A noter que ce film noir se termine dans le XXème arrondissement.
La référence à ce film rappelle l’atmosphère des policiers français des années cinquante, et fournit une clef pour bien ressentir le climat de la BD.
Chez lui dans ce 20ème qu’il aime particulièrement, l’auteur s’amuse à oser quelques clins d’œil, en glissant au fil des pages son coiffeur, son libraire préféré, ses voisins et même Daniel Pennac et le photographe Willy Ronis !
Laissons au futur lecteur le soin d’identifier ces protagonistes, en faisant une recherche personnelle au sein même d’une enquête policière…
Si le XXème arrondissement est de facto le vrai héros de ce livre, Tardi n’en oublie pas moins d’évoquer ses thèmes favoris surtout celui de la maltraitance animale, qui est le sujet sous-jacent de l’histoire.

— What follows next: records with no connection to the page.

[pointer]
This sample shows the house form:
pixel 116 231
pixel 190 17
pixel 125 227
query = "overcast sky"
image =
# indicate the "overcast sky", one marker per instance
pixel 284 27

En exergue du livre, une chanson de Dominique Grange, son épouse, traite ce sujet, sous le titre « Nous sommes tous des Animaux » :
« mais pour nous révolter, nous n’avons pas les mots…
Nous sommes les animaux ! »
Sachez que l’intrigue s’articule autour d’un sordide trafic d’animaux qui servent de matière à d’abjects industriels enrichis par la collaboration pendant la guerre, et qui fabriquent des produits pharmaceutiques.
Je n’en dirai pas plus, vous saurez tout en lisant cette BD consacrée à l’enquête nonchalante d’un Nestor Burma peu inspiré.
L’essentiel demeure la balade du détective privé à travers ce fameux vingtième, le vrai héros, dessiné de main de maître par un Jacques Tardi plus inspiré par le quartier que par l’intrigue policière.
Tardi est bien le Modiano de la BD.

Roger Séguéla
Bouillargues le 07 12 2024

“Du rififi à Ménilmontant ! Nestor Burma dans le 20e arrondissement” de Tardi d’après les personnages de Léo Malet. Éditions Casterman. 25 euros.